According to the London-based Economist Intelligence Unit (EIU), Kenya is Eastern Africa’s most vulnerable country to political and social upheaval that is expected to arise from a long drawn-out global recession.  The index measures vulnerability on a scale of zero (no vulnerability) to 10 (highest vulnerability). Kenya, with a political instability index of 7.5, is ranked the 19th most vulnerable country, far ahead of neighbouring Uganda and Tanzania, which are ranked 63 and 88 respectively.  South Africa, with an instability index of seven, is the 38th most vulnerable State, while Nigeria is 43rd.  The ranking is based on 15 key indicators based on what the report refers to as “underlying” and “economic distress” indices.  Somalia and Western Sahara, two African countries that have no functional governments are considered failed states and are not rated in the survey.

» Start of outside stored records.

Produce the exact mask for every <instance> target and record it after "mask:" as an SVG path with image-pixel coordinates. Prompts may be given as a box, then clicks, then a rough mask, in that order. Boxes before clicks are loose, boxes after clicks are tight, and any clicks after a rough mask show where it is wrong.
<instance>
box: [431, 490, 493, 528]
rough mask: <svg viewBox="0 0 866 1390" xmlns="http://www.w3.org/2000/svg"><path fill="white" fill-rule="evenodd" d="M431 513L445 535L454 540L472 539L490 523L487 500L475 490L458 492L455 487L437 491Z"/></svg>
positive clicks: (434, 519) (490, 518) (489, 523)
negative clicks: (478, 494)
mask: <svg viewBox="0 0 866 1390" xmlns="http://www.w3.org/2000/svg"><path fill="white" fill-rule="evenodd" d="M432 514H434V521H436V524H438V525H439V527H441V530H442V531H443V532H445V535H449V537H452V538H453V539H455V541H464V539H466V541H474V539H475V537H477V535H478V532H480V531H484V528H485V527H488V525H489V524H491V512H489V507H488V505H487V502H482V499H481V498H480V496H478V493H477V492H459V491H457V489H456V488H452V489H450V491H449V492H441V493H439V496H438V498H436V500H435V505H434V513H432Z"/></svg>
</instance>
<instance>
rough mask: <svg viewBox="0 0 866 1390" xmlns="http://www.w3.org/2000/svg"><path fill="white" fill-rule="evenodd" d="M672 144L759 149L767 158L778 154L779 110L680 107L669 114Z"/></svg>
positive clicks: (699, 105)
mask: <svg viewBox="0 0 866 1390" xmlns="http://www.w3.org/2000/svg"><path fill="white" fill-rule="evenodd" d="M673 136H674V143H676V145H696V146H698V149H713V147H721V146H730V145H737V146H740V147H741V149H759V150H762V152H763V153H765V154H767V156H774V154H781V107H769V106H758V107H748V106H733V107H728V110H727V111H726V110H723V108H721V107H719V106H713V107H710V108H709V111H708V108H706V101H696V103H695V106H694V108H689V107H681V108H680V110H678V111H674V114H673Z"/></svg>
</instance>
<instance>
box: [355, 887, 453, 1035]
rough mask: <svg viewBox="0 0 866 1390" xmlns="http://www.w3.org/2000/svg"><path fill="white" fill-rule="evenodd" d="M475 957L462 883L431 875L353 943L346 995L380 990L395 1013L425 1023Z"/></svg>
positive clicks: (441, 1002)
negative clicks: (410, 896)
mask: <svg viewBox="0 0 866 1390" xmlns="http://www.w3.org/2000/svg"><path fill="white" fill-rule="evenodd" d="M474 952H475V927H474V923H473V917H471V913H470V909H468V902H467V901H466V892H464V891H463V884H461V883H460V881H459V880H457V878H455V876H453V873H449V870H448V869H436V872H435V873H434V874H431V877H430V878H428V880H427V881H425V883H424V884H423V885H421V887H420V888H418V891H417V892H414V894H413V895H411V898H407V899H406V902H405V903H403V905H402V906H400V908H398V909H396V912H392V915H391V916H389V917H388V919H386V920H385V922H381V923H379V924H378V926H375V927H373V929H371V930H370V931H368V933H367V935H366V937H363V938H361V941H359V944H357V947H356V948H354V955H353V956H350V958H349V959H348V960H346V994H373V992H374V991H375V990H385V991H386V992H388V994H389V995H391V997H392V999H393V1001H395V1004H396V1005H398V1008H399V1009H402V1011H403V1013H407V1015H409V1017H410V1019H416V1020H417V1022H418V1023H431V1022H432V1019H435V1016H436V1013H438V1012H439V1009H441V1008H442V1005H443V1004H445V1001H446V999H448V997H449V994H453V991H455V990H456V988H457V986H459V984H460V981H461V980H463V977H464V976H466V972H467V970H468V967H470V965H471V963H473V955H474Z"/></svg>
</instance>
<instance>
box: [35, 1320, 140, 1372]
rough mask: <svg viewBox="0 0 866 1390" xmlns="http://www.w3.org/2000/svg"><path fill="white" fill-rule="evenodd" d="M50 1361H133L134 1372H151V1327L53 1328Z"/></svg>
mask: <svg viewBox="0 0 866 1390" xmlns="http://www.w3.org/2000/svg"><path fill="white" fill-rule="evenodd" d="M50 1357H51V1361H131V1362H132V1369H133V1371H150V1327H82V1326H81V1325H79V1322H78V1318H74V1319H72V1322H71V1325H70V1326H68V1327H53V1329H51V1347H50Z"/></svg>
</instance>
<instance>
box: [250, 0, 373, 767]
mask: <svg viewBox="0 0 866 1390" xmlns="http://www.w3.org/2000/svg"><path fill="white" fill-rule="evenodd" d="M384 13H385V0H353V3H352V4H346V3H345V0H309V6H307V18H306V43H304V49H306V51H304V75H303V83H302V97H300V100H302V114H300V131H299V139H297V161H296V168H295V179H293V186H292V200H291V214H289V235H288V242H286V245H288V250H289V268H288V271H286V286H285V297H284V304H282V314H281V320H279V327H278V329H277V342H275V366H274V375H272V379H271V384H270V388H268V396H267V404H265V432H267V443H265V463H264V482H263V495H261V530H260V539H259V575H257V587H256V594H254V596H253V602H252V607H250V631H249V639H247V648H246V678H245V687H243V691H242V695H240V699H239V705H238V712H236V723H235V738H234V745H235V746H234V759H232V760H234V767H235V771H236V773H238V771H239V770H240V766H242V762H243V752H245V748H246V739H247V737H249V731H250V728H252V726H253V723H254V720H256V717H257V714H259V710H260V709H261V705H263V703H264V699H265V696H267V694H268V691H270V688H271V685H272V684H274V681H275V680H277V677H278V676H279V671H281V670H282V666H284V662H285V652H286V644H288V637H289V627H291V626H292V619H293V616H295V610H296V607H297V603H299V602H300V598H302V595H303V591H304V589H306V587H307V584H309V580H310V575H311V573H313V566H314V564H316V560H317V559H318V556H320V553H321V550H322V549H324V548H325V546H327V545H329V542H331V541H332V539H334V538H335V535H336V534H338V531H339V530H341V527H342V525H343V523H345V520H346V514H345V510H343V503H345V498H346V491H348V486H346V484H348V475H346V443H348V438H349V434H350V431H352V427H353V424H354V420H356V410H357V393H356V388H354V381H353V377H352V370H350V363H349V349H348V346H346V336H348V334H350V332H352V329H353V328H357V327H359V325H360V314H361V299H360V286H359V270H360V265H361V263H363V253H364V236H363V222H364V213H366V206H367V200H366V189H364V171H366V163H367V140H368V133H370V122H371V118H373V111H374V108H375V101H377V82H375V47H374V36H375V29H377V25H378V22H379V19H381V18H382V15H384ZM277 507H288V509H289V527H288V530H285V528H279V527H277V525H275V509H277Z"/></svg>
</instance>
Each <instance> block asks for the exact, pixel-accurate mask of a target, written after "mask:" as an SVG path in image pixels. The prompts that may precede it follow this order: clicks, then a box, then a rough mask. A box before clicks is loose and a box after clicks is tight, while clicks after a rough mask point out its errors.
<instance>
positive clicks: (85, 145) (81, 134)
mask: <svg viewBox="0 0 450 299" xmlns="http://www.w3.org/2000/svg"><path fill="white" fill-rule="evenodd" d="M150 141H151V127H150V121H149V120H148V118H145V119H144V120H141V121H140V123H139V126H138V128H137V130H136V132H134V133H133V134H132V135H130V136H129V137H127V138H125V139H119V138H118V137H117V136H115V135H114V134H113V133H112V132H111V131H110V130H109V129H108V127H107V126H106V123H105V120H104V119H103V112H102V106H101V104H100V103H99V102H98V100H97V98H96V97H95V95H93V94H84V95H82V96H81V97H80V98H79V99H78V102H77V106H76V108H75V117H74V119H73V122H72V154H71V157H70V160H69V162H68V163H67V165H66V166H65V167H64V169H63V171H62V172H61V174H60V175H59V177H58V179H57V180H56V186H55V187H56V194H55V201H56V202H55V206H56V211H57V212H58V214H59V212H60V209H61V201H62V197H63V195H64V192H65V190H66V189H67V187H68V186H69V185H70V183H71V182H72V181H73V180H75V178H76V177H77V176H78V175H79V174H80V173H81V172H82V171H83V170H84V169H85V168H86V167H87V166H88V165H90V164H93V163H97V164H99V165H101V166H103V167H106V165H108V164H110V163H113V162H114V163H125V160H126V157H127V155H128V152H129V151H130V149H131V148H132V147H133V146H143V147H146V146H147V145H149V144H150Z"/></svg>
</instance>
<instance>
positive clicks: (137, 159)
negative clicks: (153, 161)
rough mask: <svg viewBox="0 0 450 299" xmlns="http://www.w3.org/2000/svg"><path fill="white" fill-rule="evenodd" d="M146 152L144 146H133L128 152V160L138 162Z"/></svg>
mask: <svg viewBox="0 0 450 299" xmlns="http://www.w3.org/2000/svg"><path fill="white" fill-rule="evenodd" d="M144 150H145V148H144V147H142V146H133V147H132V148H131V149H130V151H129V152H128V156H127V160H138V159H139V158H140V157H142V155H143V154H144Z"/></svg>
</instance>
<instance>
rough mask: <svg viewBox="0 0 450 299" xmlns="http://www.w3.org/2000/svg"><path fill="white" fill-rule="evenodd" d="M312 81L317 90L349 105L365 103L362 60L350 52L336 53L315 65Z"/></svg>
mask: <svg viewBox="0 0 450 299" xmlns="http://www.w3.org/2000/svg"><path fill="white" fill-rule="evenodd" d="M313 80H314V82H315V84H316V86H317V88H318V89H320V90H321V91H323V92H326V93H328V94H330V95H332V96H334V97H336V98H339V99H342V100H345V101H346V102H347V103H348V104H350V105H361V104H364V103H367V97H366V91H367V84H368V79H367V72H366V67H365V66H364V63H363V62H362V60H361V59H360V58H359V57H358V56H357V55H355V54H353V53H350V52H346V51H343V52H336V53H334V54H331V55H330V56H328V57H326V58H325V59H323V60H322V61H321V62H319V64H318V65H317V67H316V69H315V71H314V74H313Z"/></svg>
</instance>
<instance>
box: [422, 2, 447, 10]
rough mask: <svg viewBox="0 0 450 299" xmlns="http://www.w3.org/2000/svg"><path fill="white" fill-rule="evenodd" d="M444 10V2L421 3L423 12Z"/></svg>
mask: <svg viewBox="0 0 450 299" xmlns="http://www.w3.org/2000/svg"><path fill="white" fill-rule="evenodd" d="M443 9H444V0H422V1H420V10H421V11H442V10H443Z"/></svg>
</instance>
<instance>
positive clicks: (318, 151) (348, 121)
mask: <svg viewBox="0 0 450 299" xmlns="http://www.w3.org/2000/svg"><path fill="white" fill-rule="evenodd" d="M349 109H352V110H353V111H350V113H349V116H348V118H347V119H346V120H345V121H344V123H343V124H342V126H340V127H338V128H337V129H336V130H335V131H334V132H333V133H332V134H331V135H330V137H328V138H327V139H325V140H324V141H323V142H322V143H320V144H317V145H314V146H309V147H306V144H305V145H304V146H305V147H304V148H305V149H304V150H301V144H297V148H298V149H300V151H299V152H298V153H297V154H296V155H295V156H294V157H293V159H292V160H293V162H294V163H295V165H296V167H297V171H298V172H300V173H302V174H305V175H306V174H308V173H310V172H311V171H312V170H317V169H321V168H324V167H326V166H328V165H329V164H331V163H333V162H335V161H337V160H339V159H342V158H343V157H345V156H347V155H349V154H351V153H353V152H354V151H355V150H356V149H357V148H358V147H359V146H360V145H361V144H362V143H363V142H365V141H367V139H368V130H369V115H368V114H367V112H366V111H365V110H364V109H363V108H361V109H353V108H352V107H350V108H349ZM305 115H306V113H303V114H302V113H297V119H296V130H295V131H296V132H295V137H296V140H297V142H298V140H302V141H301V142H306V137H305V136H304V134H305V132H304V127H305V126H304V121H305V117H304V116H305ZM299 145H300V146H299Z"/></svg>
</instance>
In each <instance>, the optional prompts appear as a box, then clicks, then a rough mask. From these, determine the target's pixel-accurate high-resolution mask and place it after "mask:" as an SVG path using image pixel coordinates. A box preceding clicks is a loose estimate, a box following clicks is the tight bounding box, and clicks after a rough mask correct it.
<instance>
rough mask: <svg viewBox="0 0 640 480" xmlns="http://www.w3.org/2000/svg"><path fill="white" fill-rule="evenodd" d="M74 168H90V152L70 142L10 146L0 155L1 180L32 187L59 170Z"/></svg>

According to the report, “a stalled constitutional review process, rampant corruption in government and a general breakdown in the rule of law has deepened Kenya’s exposure to social and political tension putting at risk the stability of the coalition government.  The Business Daily further notes that Kenya’s business leaders endorsed the report as a “realistic reflection of the danger that the country faces in wake of incessant political bickering that has dominated the national agenda in the last one year” as economic welfare declined.  “2008’s post poll chaos sent a clear signal that the level of political risk in Kenya is higher than has been indicated. We finally realised that it is possible to descend into the chaos that have over the years dogged neighbouring states with disastrous economic results,” noted Dr. X N Iraki, a strategic management lecturer at the University of Nairobi.